Masa transisi pemerintahan diharapkan tidak menimbulkan dampak negatif yang signifikan terhadap perekonomian, dengan fokus pemerintah pada stabilitas dan kesinambungan kebijakan. Meskipun terdapat tantangan global seperti ketidakpastian geopolitik dan deflasi, Indonesia tetap optimis menghadapi masa transisi ini dengan baik melalui langkah-langkah strategis yang telah dirumuskan dalam APBN 2025.

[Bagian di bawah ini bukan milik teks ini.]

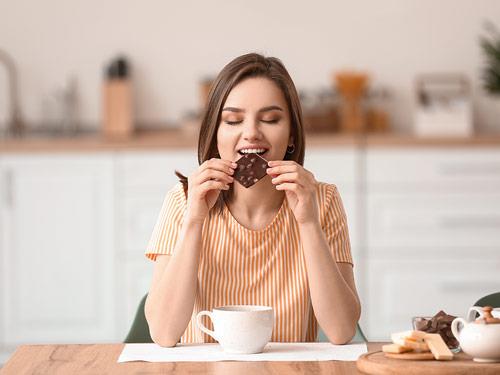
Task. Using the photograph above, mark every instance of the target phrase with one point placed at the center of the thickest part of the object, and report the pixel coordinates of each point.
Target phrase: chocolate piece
(251, 168)
(439, 323)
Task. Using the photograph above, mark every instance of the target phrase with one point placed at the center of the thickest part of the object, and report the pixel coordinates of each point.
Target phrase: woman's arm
(170, 301)
(333, 292)
(171, 297)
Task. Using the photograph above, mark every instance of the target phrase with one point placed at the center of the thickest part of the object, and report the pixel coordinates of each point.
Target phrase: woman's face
(255, 118)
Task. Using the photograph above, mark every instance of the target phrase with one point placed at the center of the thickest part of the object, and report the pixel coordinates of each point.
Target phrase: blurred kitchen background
(100, 102)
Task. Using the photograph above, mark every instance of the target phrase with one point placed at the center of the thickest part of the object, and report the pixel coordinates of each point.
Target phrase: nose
(251, 130)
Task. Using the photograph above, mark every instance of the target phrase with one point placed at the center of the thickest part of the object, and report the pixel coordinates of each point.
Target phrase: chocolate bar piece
(439, 323)
(251, 168)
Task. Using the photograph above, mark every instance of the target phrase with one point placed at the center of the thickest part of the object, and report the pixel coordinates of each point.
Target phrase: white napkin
(273, 351)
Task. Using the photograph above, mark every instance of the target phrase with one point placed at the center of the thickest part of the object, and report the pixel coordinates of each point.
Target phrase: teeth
(253, 150)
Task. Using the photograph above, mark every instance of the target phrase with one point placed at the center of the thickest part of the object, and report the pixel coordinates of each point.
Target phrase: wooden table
(101, 359)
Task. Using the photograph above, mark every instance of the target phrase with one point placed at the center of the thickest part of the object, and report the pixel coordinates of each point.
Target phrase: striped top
(239, 266)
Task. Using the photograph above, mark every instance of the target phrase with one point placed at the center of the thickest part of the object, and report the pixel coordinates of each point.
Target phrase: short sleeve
(334, 223)
(168, 224)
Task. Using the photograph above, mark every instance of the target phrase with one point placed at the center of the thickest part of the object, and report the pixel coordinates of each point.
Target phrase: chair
(139, 331)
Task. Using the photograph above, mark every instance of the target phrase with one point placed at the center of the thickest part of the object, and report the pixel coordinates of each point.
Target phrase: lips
(253, 150)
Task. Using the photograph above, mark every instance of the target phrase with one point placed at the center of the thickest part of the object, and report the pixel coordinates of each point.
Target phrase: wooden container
(117, 109)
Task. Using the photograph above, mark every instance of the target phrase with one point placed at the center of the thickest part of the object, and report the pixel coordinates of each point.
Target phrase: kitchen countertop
(176, 139)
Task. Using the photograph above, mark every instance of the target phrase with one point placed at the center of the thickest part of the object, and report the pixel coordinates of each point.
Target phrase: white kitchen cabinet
(57, 249)
(403, 287)
(142, 180)
(432, 219)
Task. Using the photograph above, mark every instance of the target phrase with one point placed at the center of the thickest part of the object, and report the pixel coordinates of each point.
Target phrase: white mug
(476, 309)
(240, 329)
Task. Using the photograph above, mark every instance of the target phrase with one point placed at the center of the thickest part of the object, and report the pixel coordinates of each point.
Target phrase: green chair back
(492, 300)
(139, 331)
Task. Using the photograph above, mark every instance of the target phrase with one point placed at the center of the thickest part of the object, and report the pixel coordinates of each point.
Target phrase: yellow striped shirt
(239, 266)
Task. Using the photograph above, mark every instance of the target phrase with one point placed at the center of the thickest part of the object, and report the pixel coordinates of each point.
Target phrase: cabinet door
(443, 218)
(142, 181)
(57, 249)
(400, 289)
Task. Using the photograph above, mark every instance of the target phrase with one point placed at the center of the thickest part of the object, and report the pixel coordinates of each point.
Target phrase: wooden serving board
(411, 356)
(376, 363)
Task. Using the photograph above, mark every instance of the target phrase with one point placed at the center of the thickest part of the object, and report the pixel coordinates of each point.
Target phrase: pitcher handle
(455, 328)
(471, 315)
(201, 326)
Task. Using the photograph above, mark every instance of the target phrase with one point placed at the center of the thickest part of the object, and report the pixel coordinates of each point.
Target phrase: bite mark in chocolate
(251, 168)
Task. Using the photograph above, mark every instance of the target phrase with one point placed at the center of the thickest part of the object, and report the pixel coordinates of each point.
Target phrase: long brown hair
(239, 69)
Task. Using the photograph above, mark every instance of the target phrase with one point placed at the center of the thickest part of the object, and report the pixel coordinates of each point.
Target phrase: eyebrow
(264, 109)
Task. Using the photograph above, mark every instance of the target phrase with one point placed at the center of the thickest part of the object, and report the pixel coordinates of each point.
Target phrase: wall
(172, 45)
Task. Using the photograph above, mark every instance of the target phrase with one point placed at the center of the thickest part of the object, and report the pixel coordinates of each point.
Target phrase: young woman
(282, 242)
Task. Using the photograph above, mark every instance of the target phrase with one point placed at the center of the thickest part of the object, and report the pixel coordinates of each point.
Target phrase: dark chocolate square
(251, 168)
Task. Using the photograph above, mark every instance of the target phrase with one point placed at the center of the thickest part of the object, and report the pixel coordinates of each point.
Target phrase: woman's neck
(257, 206)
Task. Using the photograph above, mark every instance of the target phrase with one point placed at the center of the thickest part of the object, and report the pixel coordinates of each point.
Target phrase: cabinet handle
(8, 189)
(470, 169)
(470, 222)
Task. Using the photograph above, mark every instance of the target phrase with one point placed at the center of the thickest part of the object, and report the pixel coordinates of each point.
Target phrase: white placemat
(213, 352)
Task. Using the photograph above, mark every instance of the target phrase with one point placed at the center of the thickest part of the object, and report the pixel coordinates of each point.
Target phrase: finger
(282, 169)
(286, 177)
(289, 186)
(212, 174)
(274, 163)
(220, 165)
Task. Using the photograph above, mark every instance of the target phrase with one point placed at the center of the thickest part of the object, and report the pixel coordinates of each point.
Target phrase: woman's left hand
(300, 188)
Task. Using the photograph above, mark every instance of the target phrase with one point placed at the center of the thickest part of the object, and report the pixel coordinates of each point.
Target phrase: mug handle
(202, 327)
(455, 328)
(471, 315)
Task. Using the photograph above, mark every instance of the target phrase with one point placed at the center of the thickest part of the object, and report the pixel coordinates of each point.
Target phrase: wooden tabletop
(102, 359)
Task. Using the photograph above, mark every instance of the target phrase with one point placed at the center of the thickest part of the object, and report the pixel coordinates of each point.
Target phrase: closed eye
(234, 122)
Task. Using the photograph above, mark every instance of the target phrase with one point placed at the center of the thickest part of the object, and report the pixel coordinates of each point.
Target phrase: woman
(282, 242)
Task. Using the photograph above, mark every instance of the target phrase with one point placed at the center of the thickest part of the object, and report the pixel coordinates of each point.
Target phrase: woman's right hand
(205, 185)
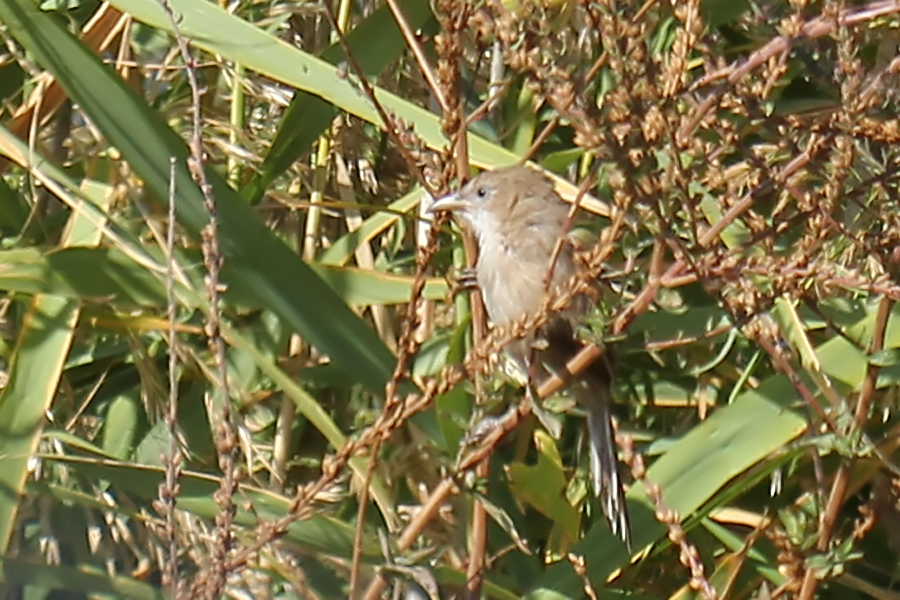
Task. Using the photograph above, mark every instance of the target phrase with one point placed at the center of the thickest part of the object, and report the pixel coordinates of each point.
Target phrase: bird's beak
(449, 203)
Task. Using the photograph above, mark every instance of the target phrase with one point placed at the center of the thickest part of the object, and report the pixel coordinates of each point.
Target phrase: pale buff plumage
(517, 218)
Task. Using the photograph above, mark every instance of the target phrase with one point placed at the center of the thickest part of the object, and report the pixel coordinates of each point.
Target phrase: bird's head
(508, 205)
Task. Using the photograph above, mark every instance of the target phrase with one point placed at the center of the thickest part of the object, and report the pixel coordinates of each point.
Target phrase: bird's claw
(483, 427)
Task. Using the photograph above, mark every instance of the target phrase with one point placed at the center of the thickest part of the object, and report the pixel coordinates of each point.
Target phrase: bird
(517, 217)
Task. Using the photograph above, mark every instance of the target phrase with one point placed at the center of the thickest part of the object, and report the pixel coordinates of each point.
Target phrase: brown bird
(517, 217)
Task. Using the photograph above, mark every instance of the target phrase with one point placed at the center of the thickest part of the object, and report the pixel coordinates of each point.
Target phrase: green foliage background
(759, 391)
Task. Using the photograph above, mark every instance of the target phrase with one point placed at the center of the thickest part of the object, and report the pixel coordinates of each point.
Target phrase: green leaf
(375, 43)
(254, 257)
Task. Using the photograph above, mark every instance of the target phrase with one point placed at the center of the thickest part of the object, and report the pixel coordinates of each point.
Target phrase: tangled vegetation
(236, 361)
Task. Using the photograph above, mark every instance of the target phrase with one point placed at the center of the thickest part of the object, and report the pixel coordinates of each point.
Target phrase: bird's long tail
(605, 476)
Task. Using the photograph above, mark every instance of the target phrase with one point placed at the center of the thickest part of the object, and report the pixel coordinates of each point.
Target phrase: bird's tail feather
(607, 482)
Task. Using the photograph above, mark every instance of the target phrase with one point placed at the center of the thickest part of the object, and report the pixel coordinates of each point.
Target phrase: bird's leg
(550, 423)
(464, 280)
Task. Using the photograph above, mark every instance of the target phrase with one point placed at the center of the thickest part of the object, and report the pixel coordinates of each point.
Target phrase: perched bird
(517, 218)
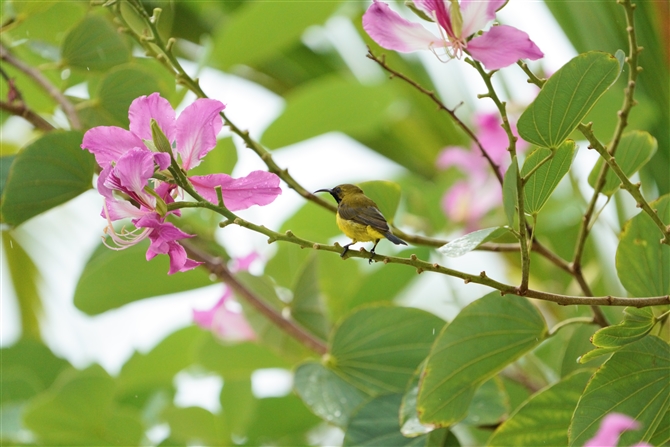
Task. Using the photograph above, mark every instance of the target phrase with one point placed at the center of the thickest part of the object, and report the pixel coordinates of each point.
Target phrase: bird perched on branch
(359, 218)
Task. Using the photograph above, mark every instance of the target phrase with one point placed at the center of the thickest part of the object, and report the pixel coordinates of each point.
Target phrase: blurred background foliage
(277, 45)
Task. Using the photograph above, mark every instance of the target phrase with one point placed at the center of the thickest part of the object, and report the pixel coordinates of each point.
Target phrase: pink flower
(225, 319)
(611, 428)
(470, 199)
(496, 48)
(129, 161)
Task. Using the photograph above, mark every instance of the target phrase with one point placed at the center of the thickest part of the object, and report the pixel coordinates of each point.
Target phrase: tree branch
(291, 327)
(42, 81)
(381, 61)
(20, 109)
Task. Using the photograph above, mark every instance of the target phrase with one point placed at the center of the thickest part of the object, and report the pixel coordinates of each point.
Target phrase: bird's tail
(395, 239)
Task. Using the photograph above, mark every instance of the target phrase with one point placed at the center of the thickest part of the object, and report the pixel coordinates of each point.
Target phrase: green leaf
(46, 173)
(113, 278)
(642, 263)
(24, 276)
(567, 97)
(489, 404)
(196, 425)
(280, 421)
(598, 352)
(307, 306)
(94, 45)
(220, 160)
(236, 361)
(239, 404)
(80, 410)
(378, 348)
(267, 331)
(343, 105)
(158, 367)
(327, 394)
(542, 182)
(465, 244)
(662, 434)
(28, 367)
(634, 381)
(485, 337)
(119, 88)
(510, 192)
(545, 417)
(376, 424)
(6, 162)
(267, 27)
(385, 194)
(410, 425)
(636, 324)
(635, 149)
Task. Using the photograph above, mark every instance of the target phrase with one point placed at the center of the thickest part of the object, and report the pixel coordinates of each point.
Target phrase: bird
(359, 218)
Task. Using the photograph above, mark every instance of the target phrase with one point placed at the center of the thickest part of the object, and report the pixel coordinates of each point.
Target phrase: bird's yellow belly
(356, 231)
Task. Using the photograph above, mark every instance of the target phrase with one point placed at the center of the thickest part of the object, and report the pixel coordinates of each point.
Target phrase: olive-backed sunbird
(359, 217)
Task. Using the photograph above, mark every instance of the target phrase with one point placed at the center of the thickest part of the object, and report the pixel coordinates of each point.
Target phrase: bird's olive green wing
(365, 215)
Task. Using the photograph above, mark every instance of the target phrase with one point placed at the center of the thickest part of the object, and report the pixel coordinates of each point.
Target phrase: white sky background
(61, 240)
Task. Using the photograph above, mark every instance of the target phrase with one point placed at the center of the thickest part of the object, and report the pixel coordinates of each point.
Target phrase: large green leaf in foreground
(485, 337)
(543, 419)
(48, 172)
(567, 97)
(374, 351)
(634, 381)
(134, 279)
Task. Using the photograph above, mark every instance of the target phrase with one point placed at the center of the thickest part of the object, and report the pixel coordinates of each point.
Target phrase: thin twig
(291, 327)
(42, 81)
(20, 109)
(523, 227)
(381, 61)
(423, 266)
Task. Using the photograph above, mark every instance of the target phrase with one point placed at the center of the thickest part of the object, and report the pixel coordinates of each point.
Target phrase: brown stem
(20, 109)
(382, 63)
(291, 327)
(42, 81)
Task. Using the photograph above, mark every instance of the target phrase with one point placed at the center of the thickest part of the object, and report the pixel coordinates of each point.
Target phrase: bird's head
(341, 191)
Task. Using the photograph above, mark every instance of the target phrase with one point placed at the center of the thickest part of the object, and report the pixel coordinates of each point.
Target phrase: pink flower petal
(134, 169)
(197, 127)
(228, 324)
(257, 188)
(502, 46)
(611, 428)
(477, 14)
(122, 209)
(108, 143)
(153, 106)
(393, 32)
(437, 10)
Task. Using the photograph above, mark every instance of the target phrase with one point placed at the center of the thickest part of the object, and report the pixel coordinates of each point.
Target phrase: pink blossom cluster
(135, 182)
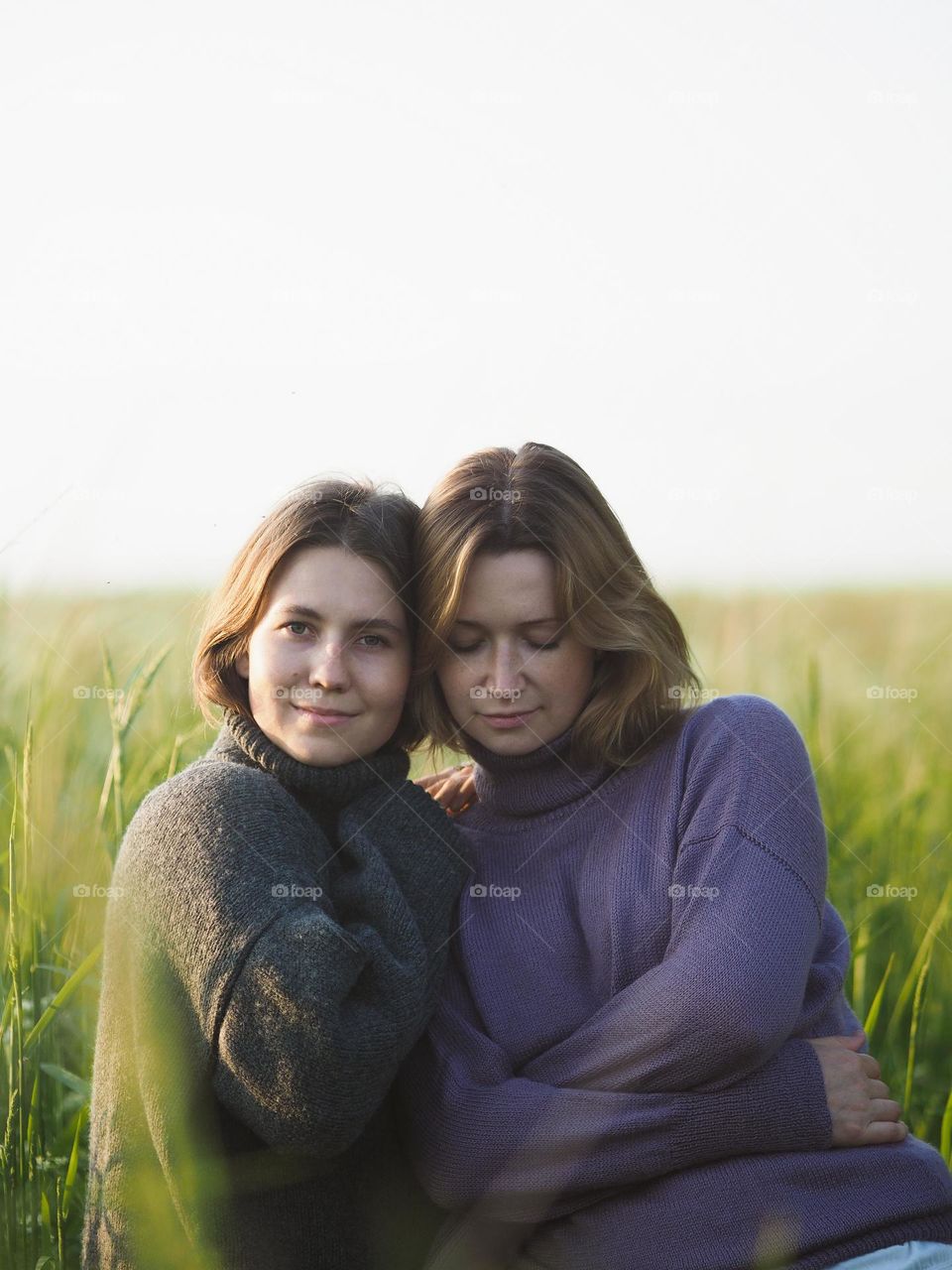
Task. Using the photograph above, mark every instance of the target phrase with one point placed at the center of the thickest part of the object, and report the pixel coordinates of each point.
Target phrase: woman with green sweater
(278, 925)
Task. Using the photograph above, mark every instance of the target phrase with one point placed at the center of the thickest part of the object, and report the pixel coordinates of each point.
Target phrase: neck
(243, 740)
(532, 784)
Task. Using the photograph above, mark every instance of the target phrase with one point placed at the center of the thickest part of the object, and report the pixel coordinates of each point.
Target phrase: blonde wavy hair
(537, 498)
(361, 517)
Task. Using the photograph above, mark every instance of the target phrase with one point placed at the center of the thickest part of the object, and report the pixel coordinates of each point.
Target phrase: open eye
(466, 648)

Seperti yang dikatakan oleh Albert Camus, peraih Nobel Sastra tahun 1957, dalam esainya yang berjudul Return to Tipasa, “In the depth of winter, I finally learned that within me there lay an invincible summer”. Bahkan di tengah perubahan yang sulit sekalipun, selalu ada harapan dan kesempatan untuk menemukan arah baru. Utamanya dalam memberikan arah navigasi ekonomi jangka panjang, sembari memastikan keterlibatan semua stakeholder dalam mewujudkan visi ekonomi yang lebih baik.

 

 

Tulisan ini merupakan opini pribadi penulis dan tidak mewakili pandangan organisasi.